The Museum of Cycladic Art in Athens, is one of the most interesting museums in Greece. It contains a collection of artefacts ranging from 4000BC to 600AD. The most distinctive of these, are the instantly recognisable Cycladic figurines. Read on to find out more about the Museum of Cycladic Art.
Museum of Cycladic Art in Athens
The Museum of Cycladic Art is made up of two interconnected buildings. The permanent collections, are housed at 4 Neophytou Douka Street (entrance pictured above). Temporary exhibitions are located in the Stathatos Mansion, a picture of which is below. The museum is open every day of the week apart from Tuesday. On Thursday, the Museum of Cycladic Art is open until 20.00.
The permanent exhibition is displayed over four floors.
- The first floor is dedicated to Cycladic Art.
- The second floor to Ancient Greek Art.
- The third floor to Cypriot Antiquities
- The fourth floor to “Scenes from Daily Life in Antiquity”.
First Floor – Cycladic Art
The first floor is of course what gives the museum its name. It contains many of those iconic Cycladic figurines, which seem to project an enigmatic mysterious aura.
No one is quite sure as to their purpose or meaning. Some people think that because of the crossed arms, and that many were found in burial sites, they may be to do with funerary rituals.
Are these figures representative of the deceased? Are they figures to be worshipped? Perhaps we will never know.
The tallest one is 1.4 metres high, and is pictured above. Whenever I see them, they also remind me of some other ancient statues in Peru. These are separated by some considerable distance in time though, as the ‘Cloud People' have been dated to the 1400's.
Still, the style of the tilted head is intriguingly similar. I have pictured them below. What do you think?
This art form lasted approximately 400 years. Some of the objects were large in size. The one pictured below really caught my eye though, and was just a few inches tall. It is a rare male figure, and looks like it is raising a glass of wine or mug of beer!
Second Floor – Ancient Greek Art
The second floor of the Cycladic Art museum concentrates on Ancient Greek Art. In effect, this picks up where the Cycladic Art period left off. (Although, there is some overlap with the Minoan Period).
Third Floor – Cypriot Antiquities
The third floor of the Museum of Cycladic Art is dedicated to Cypriot Antiquities. It was quite interesting to see the contrast between these objects, dating from the fourth millennium BC, and those of “Greece” (yes, in inverted commas!).

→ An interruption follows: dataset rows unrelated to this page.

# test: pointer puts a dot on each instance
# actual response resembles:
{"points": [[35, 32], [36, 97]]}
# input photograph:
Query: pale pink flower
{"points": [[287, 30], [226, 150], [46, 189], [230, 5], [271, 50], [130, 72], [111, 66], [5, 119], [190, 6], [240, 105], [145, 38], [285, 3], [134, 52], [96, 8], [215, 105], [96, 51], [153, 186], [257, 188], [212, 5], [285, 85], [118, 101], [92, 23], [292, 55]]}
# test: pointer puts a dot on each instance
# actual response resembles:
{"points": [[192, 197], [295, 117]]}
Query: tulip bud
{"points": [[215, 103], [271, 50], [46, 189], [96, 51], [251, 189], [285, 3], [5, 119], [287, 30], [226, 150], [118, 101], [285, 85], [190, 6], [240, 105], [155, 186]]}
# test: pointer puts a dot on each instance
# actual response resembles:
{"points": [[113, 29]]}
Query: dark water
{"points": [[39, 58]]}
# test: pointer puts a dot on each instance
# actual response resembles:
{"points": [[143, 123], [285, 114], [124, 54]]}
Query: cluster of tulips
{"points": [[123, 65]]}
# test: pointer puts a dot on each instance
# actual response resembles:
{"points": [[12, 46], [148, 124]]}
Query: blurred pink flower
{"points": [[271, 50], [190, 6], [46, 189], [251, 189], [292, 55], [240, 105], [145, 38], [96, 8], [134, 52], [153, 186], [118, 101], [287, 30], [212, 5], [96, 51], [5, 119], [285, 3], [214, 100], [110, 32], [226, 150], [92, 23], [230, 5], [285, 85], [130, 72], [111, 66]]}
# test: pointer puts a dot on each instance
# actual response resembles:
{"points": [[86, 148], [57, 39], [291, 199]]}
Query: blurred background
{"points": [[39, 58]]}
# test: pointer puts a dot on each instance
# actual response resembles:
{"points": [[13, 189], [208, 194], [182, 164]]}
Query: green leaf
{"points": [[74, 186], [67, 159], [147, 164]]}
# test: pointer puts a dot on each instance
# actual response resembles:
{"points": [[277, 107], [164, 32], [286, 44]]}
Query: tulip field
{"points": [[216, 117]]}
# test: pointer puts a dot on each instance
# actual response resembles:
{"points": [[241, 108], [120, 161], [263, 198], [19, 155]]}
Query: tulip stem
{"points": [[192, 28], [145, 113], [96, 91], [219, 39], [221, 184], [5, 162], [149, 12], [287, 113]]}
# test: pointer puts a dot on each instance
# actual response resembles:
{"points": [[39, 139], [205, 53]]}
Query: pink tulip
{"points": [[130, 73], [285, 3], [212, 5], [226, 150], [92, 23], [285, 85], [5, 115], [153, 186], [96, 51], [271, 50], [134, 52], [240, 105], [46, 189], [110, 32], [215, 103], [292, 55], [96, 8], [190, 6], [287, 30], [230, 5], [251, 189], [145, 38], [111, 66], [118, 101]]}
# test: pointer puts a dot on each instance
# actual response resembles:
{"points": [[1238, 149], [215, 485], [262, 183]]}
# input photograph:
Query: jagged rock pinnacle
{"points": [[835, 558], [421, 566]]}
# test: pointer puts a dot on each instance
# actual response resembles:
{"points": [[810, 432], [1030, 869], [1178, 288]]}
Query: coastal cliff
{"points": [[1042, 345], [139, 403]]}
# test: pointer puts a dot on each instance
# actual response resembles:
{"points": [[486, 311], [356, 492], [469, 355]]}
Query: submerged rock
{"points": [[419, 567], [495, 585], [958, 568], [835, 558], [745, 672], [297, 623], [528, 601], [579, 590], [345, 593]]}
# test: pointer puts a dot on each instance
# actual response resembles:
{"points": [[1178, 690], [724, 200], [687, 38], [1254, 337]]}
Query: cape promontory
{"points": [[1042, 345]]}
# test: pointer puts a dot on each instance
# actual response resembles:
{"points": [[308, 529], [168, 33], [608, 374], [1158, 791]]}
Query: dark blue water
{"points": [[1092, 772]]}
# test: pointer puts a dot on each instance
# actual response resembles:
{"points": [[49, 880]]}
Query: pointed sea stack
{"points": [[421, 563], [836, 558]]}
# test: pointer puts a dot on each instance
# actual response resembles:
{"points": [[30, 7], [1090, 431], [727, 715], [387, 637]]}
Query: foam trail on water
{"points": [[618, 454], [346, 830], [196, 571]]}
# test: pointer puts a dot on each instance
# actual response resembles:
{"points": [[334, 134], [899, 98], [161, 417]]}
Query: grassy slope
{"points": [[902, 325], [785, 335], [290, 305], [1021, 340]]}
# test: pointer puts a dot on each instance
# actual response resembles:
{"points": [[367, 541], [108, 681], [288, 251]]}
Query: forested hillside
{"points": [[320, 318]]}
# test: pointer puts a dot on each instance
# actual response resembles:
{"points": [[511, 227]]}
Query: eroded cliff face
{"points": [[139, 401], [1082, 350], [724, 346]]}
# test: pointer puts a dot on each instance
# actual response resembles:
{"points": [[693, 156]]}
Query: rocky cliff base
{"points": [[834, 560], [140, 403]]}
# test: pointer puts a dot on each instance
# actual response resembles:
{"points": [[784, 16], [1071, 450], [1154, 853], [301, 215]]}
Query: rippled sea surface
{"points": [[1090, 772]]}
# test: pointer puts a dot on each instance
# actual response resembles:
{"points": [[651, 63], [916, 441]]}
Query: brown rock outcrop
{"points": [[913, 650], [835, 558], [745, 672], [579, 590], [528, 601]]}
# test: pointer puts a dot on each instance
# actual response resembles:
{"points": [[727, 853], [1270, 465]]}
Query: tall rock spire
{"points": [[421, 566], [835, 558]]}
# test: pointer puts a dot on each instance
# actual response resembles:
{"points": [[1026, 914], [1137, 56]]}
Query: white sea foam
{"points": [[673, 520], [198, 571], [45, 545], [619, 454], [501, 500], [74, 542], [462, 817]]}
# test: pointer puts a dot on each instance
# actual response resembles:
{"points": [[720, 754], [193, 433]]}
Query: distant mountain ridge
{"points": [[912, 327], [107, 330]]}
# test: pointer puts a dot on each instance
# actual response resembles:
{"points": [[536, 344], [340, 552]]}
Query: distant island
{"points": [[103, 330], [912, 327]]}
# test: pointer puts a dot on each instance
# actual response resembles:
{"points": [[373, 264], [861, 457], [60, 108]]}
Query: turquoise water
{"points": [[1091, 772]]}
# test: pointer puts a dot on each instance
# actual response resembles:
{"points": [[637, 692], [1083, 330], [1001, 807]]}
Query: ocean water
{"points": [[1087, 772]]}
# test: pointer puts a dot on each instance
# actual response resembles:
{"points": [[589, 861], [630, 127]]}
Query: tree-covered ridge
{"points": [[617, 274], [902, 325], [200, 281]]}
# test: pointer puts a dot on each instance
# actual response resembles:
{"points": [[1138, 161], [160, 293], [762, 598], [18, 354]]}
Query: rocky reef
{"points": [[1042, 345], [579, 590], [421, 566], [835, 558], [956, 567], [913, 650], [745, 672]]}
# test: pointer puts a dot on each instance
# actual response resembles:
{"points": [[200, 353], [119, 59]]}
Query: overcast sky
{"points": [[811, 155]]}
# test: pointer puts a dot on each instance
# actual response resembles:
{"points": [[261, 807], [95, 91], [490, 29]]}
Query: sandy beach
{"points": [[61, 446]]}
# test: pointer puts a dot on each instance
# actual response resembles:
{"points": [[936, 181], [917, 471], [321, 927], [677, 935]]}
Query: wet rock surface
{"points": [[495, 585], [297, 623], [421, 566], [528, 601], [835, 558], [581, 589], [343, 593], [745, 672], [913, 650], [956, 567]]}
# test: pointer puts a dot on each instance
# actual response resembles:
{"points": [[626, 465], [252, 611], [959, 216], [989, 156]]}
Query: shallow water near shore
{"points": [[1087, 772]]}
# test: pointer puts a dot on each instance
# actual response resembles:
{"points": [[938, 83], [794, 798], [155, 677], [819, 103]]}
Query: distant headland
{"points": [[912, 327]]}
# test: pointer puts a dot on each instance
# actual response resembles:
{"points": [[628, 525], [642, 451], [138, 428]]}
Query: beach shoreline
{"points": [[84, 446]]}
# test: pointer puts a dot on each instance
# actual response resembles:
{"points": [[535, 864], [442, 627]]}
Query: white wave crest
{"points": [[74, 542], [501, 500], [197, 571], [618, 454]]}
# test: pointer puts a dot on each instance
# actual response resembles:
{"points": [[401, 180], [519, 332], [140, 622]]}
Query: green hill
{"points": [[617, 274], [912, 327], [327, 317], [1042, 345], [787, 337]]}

I found the lighting in this room to be a bit strange. It was too dark, although the objects themselves were well illuminated.
One of the best parts of this floor, were the interactive multimedia displays. On these, you could see how goods were shipped and transported across the seas. Ancient civilisations were a lot more adventurous, enterprising, and advanced than we give them credit for!
The Fourth Floor – Scenes From Daily Life In Antiquity
This was my second favourite floor in the Museum of Cycladic Art. Whilst the exhibits themselves were not extraordinary, the way they were displayed was brilliant.
A series of themed units clearly displayed how life was lived in ancient times, literally from birth through to death. There is also a continually playing film at the back of the room, which is well worth the time spent watching it.
After visiting this room, you will definitely come away with a clearer idea of daily life in antiquity. I would include photos of this room, but my SD card had issues… many apologies!!
Final Thoughts On The Museum of Cycladic Art
It might seem there is an endless amount that you ‘have' to do when in Athens. Add this to the list! It easily makes my Top 5 Museums in Athens.
There is a pleasant cafe to eat or take a coffee in, located on the ground floor.
The closest metro station is Evangelismos.
There is an app available to download from the Apple App Store. Unfortunately, it is not available on Android yet.